Patients often arrive at burn centers after receiving excessive hydration during transport, a result of inexperienced first responders or clinicians who may overestimate the burn size.[33][5] Additional factors have been identified that predispose burn patients to increased fluid requirements, including inhalation injury, delays in resuscitation, polytrauma, or high-voltage electrical injury.[34] The phenomenon referred to as "fluid creep" poses a challenge in burn management, as over-resuscitation can lead to detrimental outcomes, such as pulmonary and cerebral edema, or compartment syndrome of the extremities or abdomen.[11][33][5] Abdominal compartment syndrome can develop in patients with intra-abdominal pressure exceeding 20 mm Hg and signs of end-organ dysfunction. This condition may arise in patients receiving excessive fluid resuscitation. A common symptom of abdominal compartment syndrome is oliguria, which can lead to excessive fluid administration if clinical data are misinterpreted, particularly if other related signs, such as elevated inspiratory pressures and decreased tidal volumes, are not considered.[11][20] Extremity compartment syndrome can occur in both burned and unburned limbs due to over-resuscitation, leading to increased osteofascial compartment pressures exceeding 30 mm Hg, along with signs of impairment of circulation.[11][35]

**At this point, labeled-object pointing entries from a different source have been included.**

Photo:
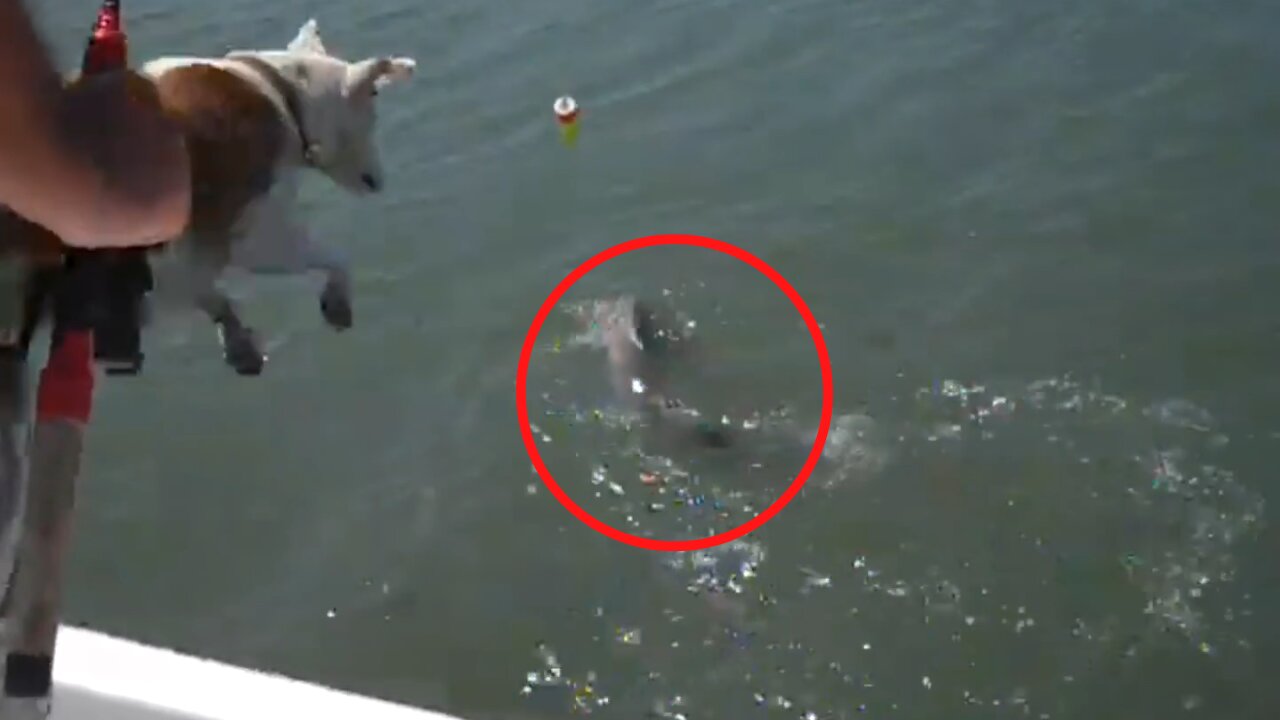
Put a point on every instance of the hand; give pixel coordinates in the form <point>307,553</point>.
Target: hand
<point>144,196</point>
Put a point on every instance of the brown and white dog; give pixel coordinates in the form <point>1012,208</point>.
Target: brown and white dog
<point>254,121</point>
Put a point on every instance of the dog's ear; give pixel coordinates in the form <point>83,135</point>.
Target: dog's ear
<point>368,76</point>
<point>307,40</point>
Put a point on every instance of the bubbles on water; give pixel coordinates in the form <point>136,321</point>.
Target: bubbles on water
<point>1093,522</point>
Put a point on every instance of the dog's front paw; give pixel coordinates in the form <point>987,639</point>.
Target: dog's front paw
<point>241,351</point>
<point>336,306</point>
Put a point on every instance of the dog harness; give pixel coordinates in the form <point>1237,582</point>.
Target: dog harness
<point>288,95</point>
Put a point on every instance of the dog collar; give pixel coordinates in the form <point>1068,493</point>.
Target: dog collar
<point>288,95</point>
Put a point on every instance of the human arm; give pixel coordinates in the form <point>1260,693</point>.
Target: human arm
<point>95,164</point>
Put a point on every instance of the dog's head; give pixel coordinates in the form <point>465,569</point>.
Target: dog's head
<point>338,106</point>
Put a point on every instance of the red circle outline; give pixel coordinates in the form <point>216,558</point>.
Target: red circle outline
<point>522,392</point>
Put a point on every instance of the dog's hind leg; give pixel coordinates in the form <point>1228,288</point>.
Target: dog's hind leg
<point>240,343</point>
<point>241,349</point>
<point>280,244</point>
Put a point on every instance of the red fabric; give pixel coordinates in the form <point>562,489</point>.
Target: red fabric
<point>67,382</point>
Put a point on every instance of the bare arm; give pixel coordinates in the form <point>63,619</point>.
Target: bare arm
<point>91,165</point>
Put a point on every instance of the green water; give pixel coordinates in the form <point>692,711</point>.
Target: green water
<point>1041,242</point>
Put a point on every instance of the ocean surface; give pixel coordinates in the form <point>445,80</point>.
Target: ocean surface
<point>1041,240</point>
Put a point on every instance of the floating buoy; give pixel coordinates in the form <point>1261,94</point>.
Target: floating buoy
<point>566,117</point>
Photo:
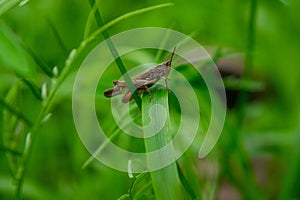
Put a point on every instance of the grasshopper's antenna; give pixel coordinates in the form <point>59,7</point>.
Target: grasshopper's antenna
<point>170,61</point>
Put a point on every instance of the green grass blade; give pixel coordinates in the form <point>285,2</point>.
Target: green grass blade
<point>165,181</point>
<point>6,5</point>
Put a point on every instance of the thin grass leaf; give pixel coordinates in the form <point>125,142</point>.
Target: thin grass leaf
<point>90,20</point>
<point>58,38</point>
<point>186,184</point>
<point>6,5</point>
<point>13,56</point>
<point>99,149</point>
<point>38,60</point>
<point>33,87</point>
<point>12,151</point>
<point>290,179</point>
<point>13,111</point>
<point>75,58</point>
<point>165,181</point>
<point>286,2</point>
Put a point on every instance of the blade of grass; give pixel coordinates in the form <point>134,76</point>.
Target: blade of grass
<point>74,59</point>
<point>15,112</point>
<point>165,181</point>
<point>6,5</point>
<point>115,54</point>
<point>58,37</point>
<point>290,179</point>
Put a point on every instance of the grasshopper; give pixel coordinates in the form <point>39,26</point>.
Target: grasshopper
<point>143,81</point>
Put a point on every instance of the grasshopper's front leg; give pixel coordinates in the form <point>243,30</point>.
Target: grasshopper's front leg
<point>166,82</point>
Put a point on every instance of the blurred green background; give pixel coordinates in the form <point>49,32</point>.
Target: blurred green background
<point>257,155</point>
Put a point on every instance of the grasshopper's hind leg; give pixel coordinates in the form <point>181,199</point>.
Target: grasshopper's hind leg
<point>166,82</point>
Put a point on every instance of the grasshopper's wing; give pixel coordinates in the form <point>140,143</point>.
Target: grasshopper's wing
<point>144,83</point>
<point>116,90</point>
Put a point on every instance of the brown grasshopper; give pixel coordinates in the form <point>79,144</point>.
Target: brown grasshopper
<point>143,81</point>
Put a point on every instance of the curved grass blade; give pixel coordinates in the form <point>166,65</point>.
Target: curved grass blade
<point>166,182</point>
<point>6,5</point>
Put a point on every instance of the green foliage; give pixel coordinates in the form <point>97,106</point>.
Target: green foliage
<point>42,44</point>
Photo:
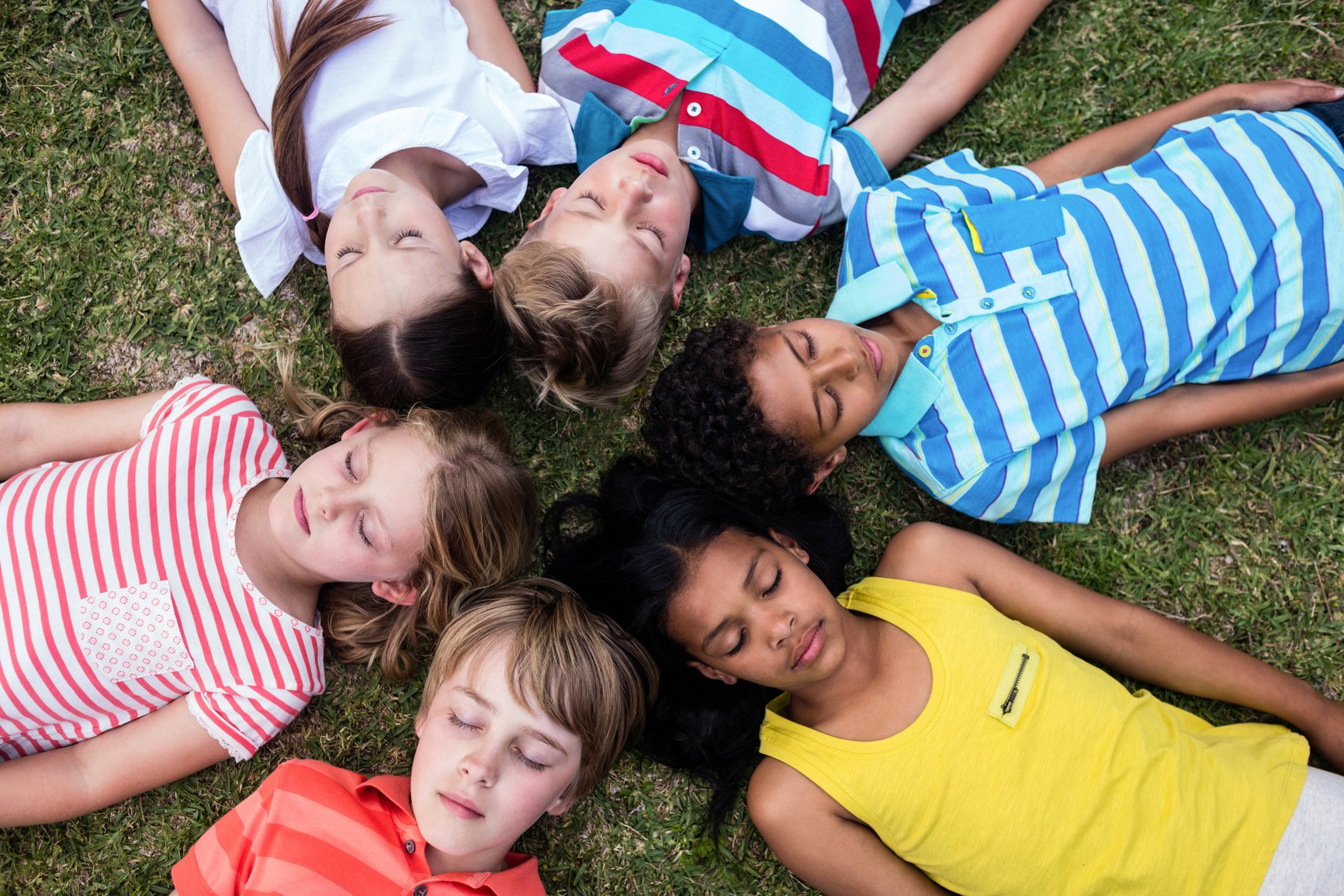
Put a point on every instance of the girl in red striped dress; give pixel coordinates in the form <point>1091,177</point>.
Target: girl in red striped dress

The practice guidelines for fluid management in burn patients are designed for healthcare professionals involved in providing acute care in this area. Effective management of burn patients requires clear and open communication among emergency medical services, nursing staff, and physicians. Proper fluid resuscitation is a critical component of treatment, as there is a limited timeframe in which to administer the correct volume of fluids; both excessive and insufficient fluids can lead to severe consequences.[40] Generally, intensivists, plastic surgeons, or general surgeons lead the management efforts. However, caring for burn patients requires a multidisciplinary approach to achieve the best outcomes, with valuable contributions from nursing staff, ancillary teams, nutritionists, and physical and occupational therapists. Nursing staff must collaborate with the clinical team to monitor fluids, UOP, vital signs, and breath sounds, ensuring adequate hydration while preventing fluid overload. Any changes in patient status should be promptly documented and communicated to the appropriate interprofessional healthcare team members to facilitate timely interventions. Treating burn patients is complex, as they are at risk for complications such as sepsis, cardiac dysfunction, neurogenic issues, and fluid imbalances. Clinical success requires a highly skilled and attentive team. Additionally, a cross-sectional, descriptive, analytic study identified communication barriers faced by burn patients, including the fast-paced nature of the intensive care unit and difficulty expressing symptoms due to their medical condition.[41] Therefore, providing a safe and supportive environment is essential to promoting effective patient communication and ensuring their needs are met.